Je viens de passer mon vieux macbook pro sous Ubuntu, et je cherche à faire une capture d'écran "sélective", ce que je faisais sous mac os X en afisant maj+cmd+4.

En cherchant, je tombe sur ce qui a l'air d'être le site de référence en documentation : https://doc.ubuntu-fr.org/capture_d_ecran

Je dois donc faire ctrl+maj+imprim écran. Haha, cette touche n'existe pas sur mon clavier mac !

A-t-elle un équivalent, ou dois-je alors passer par une application tierce de capture d'écran ?

Merci


----------



## luc1en (19 Juin 2017)

lisaa a dit:


> Bonjour,
> 
> Je viens de passer mon vieux macbook pro sous Ubuntu, et je cherche à faire une capture d'écran "sélective", ce que je faisais sous mac os X en afisant maj+cmd+4.
> 
> ...


Bonjour,

NB : je débute dans le domaine.
Sous UbuntuMate, je vois dans Applications/Accessoires/Capture d'écran.
On peut choisir tout l'écran, la fenêtre ou une zone sélectionnée.


----------



## lisaa (19 Juin 2017)

Bien vu, merci beaucoup !!!

Et dire que j'ai cherché, mais pas dans mes applis...


----------



## luc1en (19 Juin 2017)

lisaa a dit:


> Bien vu, merci beaucoup !!!
> 
> Et dire que j'ai cherché, mais pas dans mes applis...


Bonsoir,

tant mieux si ça a aidé. Bien souvent, on va chercher trop loin ce qu'on a sous les yeux.

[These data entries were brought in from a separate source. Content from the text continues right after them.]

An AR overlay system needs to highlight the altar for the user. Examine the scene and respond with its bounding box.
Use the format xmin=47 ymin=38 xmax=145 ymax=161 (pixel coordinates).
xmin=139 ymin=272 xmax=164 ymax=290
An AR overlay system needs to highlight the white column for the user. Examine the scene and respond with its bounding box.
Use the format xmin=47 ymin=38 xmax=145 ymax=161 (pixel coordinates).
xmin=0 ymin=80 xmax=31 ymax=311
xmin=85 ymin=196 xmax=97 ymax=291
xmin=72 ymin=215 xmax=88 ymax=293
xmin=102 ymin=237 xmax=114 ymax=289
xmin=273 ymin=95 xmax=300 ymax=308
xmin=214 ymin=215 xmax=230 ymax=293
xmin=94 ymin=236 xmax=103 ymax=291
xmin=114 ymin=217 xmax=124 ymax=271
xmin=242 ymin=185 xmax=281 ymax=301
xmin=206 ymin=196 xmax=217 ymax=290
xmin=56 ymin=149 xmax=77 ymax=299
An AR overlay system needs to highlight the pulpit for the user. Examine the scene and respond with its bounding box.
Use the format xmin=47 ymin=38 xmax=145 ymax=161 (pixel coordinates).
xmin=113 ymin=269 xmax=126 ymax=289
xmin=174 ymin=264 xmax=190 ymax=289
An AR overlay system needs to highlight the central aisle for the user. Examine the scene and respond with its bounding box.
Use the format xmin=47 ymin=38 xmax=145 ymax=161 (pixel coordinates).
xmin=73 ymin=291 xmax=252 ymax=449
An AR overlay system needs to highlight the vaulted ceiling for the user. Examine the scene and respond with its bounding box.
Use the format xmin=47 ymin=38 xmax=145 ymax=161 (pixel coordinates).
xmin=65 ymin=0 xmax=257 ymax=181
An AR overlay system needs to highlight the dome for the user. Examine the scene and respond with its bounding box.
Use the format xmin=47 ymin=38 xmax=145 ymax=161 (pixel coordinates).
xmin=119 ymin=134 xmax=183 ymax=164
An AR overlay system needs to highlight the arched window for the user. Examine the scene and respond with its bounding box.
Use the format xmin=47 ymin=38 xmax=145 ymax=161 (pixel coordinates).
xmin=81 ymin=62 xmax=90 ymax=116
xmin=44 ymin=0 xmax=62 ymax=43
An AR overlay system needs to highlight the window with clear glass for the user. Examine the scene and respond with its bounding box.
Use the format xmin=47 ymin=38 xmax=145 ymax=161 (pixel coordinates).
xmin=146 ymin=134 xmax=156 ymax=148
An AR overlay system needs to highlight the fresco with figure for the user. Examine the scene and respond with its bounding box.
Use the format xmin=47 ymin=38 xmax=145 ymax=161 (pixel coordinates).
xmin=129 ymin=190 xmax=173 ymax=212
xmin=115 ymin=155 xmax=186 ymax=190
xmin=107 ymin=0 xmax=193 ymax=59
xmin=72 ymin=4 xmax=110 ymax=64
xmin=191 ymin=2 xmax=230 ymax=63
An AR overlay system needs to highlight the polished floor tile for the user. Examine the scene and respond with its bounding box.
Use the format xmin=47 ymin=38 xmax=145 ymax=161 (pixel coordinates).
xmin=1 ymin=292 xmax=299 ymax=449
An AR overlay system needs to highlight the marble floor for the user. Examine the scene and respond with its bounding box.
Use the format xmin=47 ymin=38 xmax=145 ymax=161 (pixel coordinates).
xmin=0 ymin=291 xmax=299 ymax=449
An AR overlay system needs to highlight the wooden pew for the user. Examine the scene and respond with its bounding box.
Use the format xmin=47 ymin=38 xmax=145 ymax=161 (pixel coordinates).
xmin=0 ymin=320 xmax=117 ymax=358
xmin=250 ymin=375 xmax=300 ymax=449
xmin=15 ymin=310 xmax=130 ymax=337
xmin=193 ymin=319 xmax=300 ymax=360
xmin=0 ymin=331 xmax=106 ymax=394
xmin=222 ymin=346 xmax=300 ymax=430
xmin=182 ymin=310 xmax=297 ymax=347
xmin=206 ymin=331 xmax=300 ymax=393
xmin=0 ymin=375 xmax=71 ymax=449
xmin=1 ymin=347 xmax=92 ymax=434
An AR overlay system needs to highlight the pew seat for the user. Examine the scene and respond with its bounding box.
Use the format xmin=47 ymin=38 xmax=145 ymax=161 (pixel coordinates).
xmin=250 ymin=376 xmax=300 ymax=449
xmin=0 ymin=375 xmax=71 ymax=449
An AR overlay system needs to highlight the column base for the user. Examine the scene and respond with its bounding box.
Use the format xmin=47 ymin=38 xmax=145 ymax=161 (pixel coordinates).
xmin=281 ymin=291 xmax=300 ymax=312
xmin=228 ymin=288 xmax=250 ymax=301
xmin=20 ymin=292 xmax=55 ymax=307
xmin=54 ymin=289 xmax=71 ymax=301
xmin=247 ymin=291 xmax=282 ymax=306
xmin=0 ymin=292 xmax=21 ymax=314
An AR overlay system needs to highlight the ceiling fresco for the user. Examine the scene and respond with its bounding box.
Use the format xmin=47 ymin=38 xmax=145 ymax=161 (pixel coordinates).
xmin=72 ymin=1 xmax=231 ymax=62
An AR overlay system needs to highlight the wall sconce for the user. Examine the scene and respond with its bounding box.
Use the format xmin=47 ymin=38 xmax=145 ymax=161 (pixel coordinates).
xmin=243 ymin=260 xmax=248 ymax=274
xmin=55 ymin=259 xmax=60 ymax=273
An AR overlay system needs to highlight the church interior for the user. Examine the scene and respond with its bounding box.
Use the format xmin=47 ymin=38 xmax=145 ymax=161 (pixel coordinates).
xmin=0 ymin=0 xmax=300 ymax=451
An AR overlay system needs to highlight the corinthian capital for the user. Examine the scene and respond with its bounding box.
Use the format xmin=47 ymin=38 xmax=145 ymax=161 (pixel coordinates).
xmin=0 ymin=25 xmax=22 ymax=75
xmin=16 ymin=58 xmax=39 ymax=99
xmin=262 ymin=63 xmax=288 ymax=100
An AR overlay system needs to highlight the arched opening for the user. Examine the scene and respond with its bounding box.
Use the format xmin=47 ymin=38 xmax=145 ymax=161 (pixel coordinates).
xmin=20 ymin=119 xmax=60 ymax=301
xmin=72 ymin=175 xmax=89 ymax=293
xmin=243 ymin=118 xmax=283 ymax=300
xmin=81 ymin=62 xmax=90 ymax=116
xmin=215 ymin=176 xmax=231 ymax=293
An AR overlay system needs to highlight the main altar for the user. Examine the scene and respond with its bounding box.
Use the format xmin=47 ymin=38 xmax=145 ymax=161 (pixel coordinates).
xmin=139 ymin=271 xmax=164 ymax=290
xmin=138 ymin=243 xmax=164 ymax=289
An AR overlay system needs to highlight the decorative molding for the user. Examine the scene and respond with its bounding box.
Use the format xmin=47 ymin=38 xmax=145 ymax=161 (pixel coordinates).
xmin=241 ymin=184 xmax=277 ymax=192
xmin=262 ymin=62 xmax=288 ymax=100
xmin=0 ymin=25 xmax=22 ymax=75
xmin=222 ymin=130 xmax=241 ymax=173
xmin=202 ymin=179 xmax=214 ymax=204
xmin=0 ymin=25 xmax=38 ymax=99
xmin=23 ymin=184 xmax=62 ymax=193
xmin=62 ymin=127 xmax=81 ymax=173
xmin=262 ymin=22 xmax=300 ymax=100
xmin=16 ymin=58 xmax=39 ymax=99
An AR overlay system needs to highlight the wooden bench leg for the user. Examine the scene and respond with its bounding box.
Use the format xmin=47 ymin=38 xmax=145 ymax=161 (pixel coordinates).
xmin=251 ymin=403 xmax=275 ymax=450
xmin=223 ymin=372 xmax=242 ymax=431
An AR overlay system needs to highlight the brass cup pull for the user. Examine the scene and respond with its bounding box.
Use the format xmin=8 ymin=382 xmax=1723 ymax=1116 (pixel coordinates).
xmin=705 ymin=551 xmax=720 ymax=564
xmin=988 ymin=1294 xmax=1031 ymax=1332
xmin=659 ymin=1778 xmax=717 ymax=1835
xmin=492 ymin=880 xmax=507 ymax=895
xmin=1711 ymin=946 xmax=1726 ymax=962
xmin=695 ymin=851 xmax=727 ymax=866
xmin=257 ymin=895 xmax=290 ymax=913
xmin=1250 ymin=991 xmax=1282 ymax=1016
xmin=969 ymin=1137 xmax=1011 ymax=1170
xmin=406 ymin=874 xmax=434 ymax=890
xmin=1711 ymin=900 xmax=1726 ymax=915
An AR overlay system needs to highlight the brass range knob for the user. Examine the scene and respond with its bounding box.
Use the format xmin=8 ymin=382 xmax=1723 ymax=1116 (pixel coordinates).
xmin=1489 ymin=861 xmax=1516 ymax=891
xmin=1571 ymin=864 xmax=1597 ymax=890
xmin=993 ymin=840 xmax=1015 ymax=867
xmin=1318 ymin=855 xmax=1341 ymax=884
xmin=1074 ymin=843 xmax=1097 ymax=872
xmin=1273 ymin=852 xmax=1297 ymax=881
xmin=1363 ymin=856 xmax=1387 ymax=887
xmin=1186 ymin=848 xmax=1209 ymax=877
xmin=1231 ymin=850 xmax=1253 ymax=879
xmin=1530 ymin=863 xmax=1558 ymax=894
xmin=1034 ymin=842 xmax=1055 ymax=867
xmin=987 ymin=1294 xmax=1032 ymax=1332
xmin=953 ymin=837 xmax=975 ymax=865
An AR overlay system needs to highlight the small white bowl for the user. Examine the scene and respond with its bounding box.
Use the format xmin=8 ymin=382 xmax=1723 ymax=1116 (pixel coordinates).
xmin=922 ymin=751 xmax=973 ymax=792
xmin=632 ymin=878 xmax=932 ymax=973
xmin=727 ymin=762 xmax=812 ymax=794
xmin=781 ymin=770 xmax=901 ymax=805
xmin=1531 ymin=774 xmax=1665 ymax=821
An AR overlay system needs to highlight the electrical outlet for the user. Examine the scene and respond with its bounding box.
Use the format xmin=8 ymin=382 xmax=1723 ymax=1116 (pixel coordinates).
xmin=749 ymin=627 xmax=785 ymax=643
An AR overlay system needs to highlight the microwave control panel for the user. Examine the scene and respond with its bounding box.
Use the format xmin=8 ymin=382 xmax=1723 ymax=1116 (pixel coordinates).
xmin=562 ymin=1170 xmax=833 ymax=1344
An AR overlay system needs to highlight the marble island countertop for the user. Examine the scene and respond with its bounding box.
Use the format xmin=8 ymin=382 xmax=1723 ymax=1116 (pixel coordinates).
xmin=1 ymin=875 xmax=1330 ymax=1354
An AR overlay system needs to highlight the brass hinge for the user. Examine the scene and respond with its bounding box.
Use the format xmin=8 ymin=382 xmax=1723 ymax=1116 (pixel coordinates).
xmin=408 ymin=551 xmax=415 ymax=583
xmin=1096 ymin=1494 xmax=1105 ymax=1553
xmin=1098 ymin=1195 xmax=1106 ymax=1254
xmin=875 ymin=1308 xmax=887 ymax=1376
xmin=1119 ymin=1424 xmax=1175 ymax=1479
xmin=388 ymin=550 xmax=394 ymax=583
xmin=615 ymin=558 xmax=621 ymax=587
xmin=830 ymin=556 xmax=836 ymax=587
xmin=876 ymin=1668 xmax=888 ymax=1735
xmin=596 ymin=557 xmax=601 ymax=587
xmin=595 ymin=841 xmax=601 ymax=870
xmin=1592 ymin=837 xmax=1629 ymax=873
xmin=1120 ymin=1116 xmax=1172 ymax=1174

Sur la page de la doc Ubuntu, je lis aussi


> Par défaut, sous Ubuntu, la capture "image" d'écran s'effectue avec l'outil gnome Screenshot.
> …
> Gnome-screenshot : logiciel de capture d'images installé par défaut sous Ubuntu. Il permet d'effectuer des captures d'écrans générales, spécifiques à une fenêtre, capturer une zone d'écran sélectionnée à la souris, ainsi que d'utiliser une temporisation.


----------